4. Do you want automatic synchronization between directions?
**Use two separate dicts when:**
1. Inverse lookups are rare
2. You have many-to-one relationships
3. Memory is extremely constrained
4. Values are unhashable
**Use a single dict when:**
1. You only need one direction
2. Values don't need to be unique
## Code Review Checklist
When reviewing code using bidict:
- [ ] Values are hashable (not lists, dicts, sets)
- [ ] One-to-one relationship is intended (no many-to-one)

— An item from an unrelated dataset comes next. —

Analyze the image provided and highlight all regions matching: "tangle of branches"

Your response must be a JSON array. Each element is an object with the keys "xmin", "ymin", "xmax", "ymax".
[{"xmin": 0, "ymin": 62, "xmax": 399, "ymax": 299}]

- [ ] Error handling for `ValueDuplicationError` where appropriate
- [ ] `forceput()`/`forceupdate()` usage is intentional and documented
- [ ] Memory overhead (2x dict) is acceptable for use case
- [ ] Type hints include bidict types where appropriate
- [ ] Inverse access pattern justifies bidict usage vs two dicts
## Summary
bidict is a mature, well-tested library that solves the bidirectional mapping problem elegantly. Use it when you need efficient lookups in both directions with automatic synchronization and one-to-one invariant enforcement. Avoid it when you have many-to-one relationships, unhashable values, or rarely use inverse lookups.
**Key Takeaway**: If you're maintaining two dicts manually or considering `{a: b, b: a}`, reach for bidict. It eliminates error-prone manual synchronization while providing stronger guarantees and cleaner code.